Powerball Platinum Gyro Exerciser with Green Lights and PowerDock

I've been pretty rough on my body and weights aren't easy on my joints, anymore. My wrists have taken a particularly bad beating, as well as my shoulders.

A friend is a golfer and is given money by DFX Sports and Fitness to play that silly game. He uses the Powerball Platinum to improve his golf game as it strengthens the wrists and forearms. He suggested I give it a try. I did, and I am glad!

What is it doing for me? After using it for a week, I am feeling less pain in the wrists, and that is a wonderful thing.

What do I expect in the future? I expect to be able to shoot better as stronger muscles means a steadier aim and quicker following shots.

I also expect work to be easier as the hands will be stronger. Holding on to the gyro ball is strengthening my grip.

After seeing how good the Ultimate Powerball is, I have ordered this product:

Dynamax Core Trainer- (Only While Supplies Last) - Advanced Fitness Gyros

I'll tell you what I think of it when it comes in.

What I can say so far is the Powerball is well worth the money!


----------



## Slippy (Nov 14, 2013)

Interesting. I may check it out. 

Can you hang out of season clothes on it? That's what most of my exercise equipment gets used for now-a-days. :joyous:


----------



## sideKahr (Oct 15, 2014)

Can you feel a lot of resistance to changes in axis of rotation? Does it seem to be well built? You would be hurtin' if that baby flew apart like an aircraft turbine at 40,000 rpm.


----------



## Denton (Sep 18, 2012)

Amazingly, the silly thing is well built.

Once you get the hang of it (took me a few minutes), you feel the resistance through every motion. 

I'm not one to endorse exercise products, especially ones that can't be used as coat hangers, but this little ball is just what I have been needing.

Turns out that gyros are good for things other than navigation!


----------



## Ripon (Dec 22, 2012)

$300? Ugh....I'll stick to sit ups and push ups and more ammo.


----------



## paraquack (Mar 1, 2013)

I'll keep using my ammo cans like dumbbells. I'm ok on the small cans of 5.56 at 
23 pounds, but the big cans of .45 ACP is still too much for me.


----------



## Denton (Sep 18, 2012)

Ripon said:


> $300? Ugh....I'll stick to sit ups and push ups and more ammo.


To make clear, you are referring to the Core Trainer and not the Powerball, which is more like 40.


----------



## Denton (Sep 18, 2012)

paraquack said:


> I'll keep using my ammo cans like dumbbells.
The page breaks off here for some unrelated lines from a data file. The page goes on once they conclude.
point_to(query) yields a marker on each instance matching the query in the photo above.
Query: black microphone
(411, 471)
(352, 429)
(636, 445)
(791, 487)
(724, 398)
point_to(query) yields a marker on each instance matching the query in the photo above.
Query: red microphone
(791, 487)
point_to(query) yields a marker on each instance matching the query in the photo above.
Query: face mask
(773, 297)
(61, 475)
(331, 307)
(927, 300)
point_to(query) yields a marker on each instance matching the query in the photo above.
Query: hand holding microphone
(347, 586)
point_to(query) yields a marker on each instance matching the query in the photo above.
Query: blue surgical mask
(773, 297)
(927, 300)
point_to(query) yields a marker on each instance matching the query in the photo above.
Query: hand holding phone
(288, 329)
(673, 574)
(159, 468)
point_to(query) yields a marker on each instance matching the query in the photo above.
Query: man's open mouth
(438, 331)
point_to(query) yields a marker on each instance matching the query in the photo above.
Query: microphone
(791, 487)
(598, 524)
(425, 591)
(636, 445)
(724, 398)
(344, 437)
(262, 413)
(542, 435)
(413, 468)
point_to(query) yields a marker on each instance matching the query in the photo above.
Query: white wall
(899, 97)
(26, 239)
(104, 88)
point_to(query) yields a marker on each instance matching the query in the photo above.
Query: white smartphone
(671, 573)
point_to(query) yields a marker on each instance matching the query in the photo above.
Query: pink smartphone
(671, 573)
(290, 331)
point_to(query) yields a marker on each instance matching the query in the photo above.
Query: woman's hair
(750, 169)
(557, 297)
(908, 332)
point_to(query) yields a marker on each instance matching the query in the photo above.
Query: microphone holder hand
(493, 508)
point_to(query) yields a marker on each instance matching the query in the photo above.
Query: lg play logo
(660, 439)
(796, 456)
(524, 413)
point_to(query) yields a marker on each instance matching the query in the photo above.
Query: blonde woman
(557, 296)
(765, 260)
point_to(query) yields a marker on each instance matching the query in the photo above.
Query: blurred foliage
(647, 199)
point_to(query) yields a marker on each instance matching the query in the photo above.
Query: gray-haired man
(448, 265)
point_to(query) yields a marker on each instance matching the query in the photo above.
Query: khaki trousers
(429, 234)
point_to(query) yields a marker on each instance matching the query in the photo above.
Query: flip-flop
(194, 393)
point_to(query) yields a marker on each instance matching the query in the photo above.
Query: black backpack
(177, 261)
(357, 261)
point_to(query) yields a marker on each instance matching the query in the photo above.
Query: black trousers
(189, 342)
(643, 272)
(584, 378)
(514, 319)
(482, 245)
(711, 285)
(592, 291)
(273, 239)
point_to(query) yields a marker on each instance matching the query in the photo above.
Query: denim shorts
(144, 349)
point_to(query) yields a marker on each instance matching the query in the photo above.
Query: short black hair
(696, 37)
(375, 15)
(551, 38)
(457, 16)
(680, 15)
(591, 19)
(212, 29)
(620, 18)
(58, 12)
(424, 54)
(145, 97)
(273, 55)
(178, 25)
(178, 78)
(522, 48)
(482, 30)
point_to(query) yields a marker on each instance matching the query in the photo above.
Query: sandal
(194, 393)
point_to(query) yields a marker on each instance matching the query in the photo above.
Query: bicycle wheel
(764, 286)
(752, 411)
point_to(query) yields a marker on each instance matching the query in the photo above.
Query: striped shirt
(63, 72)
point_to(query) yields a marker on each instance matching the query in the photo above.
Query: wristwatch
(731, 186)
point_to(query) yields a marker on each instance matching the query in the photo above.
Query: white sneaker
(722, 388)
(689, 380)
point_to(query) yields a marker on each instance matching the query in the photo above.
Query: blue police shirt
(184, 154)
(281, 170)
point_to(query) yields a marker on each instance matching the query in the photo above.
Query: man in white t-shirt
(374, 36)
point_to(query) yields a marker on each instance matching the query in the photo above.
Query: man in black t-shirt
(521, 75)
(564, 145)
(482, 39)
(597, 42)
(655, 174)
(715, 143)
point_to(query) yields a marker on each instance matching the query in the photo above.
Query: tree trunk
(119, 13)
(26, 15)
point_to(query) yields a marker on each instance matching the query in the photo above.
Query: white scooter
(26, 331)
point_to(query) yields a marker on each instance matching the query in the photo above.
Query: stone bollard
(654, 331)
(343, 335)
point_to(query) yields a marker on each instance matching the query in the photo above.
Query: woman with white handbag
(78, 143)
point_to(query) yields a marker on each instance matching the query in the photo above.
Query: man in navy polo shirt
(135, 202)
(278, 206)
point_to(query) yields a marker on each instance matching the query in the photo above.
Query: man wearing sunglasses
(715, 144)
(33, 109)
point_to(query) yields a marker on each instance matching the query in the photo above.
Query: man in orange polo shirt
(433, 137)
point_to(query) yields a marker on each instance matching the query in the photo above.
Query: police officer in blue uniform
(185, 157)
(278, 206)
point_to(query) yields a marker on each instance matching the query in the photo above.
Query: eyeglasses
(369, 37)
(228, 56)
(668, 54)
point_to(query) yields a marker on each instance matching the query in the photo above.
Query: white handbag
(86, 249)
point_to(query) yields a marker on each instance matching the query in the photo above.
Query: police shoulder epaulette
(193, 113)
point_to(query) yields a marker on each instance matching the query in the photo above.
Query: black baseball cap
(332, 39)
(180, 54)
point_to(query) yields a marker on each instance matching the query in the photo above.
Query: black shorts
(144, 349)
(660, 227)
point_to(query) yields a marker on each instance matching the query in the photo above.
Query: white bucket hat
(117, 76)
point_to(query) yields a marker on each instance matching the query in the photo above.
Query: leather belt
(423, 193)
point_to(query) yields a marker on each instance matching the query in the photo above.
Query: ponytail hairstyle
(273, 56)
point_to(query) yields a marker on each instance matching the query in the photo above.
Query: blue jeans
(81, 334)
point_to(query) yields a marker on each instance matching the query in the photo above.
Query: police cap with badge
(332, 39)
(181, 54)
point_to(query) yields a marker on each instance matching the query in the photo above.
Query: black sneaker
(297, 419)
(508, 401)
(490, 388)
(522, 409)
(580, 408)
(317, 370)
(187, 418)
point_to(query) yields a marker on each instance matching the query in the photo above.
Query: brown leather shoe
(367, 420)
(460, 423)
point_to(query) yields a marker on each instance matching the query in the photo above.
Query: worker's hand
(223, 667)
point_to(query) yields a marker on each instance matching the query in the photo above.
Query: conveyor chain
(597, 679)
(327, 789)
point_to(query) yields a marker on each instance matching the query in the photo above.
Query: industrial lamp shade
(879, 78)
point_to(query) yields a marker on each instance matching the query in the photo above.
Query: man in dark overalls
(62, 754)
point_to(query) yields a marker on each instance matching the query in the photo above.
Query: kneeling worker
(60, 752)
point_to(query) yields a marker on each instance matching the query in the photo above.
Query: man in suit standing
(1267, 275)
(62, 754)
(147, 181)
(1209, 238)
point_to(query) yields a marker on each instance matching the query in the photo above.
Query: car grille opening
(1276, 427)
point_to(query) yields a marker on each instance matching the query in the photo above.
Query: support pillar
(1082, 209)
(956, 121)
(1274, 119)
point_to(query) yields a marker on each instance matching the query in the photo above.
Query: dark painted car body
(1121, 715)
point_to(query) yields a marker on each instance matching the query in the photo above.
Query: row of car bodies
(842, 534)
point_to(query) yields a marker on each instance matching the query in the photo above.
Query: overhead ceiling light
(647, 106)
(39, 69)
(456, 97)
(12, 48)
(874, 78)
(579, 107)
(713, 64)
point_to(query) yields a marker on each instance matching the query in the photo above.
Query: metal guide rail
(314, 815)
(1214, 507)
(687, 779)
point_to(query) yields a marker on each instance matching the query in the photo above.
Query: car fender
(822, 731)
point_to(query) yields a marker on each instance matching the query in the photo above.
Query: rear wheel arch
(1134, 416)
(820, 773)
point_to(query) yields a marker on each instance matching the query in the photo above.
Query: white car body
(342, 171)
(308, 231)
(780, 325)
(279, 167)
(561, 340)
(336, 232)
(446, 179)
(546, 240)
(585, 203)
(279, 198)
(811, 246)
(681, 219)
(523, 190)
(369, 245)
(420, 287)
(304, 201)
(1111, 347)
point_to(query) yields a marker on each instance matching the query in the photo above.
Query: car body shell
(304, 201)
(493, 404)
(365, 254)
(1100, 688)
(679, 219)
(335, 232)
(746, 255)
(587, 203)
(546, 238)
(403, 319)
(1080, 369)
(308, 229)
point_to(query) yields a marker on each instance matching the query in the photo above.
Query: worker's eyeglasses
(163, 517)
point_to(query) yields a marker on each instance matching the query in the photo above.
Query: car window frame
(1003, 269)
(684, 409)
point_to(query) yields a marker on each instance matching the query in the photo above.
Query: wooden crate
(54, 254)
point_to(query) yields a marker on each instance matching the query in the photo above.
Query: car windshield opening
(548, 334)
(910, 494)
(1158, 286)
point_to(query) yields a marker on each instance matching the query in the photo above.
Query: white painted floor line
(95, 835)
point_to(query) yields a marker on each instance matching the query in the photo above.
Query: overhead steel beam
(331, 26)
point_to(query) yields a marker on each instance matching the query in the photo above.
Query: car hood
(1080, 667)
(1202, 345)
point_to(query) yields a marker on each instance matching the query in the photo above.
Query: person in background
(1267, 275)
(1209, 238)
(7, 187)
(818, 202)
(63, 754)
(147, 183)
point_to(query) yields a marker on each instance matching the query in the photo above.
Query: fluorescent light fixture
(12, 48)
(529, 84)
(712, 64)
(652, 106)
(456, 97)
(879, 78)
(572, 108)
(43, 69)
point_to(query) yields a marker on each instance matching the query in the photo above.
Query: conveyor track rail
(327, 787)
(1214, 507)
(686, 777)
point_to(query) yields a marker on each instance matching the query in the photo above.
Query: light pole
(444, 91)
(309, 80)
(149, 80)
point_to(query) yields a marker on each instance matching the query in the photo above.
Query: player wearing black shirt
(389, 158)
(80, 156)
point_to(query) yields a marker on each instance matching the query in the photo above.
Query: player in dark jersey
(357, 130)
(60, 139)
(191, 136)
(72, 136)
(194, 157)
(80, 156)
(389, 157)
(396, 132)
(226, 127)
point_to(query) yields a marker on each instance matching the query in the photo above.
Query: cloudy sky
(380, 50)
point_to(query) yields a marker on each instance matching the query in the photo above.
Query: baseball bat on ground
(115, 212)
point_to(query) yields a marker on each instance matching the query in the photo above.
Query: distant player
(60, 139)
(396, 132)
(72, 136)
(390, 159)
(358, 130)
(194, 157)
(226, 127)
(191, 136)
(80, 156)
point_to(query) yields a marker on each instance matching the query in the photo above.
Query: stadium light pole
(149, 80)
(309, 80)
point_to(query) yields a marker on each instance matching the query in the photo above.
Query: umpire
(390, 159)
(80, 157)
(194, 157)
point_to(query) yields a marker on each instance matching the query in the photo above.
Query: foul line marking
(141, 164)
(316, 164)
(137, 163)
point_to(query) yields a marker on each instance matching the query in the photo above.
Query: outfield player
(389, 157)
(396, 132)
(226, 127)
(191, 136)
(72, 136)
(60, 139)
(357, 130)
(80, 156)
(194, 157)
I'm ok on the small cans of 5.56 at
> 23 pounds, but the big cans of .45 ACP is still too much for me.


This is something one has to try before one totally gets. This is going to be a problem for the company. You understand the difference between dumbbells and the ball once you try it. How do you try it through the internet?

They have a marketing problem. I wouldn't have bought it had I not tried it, first.


----------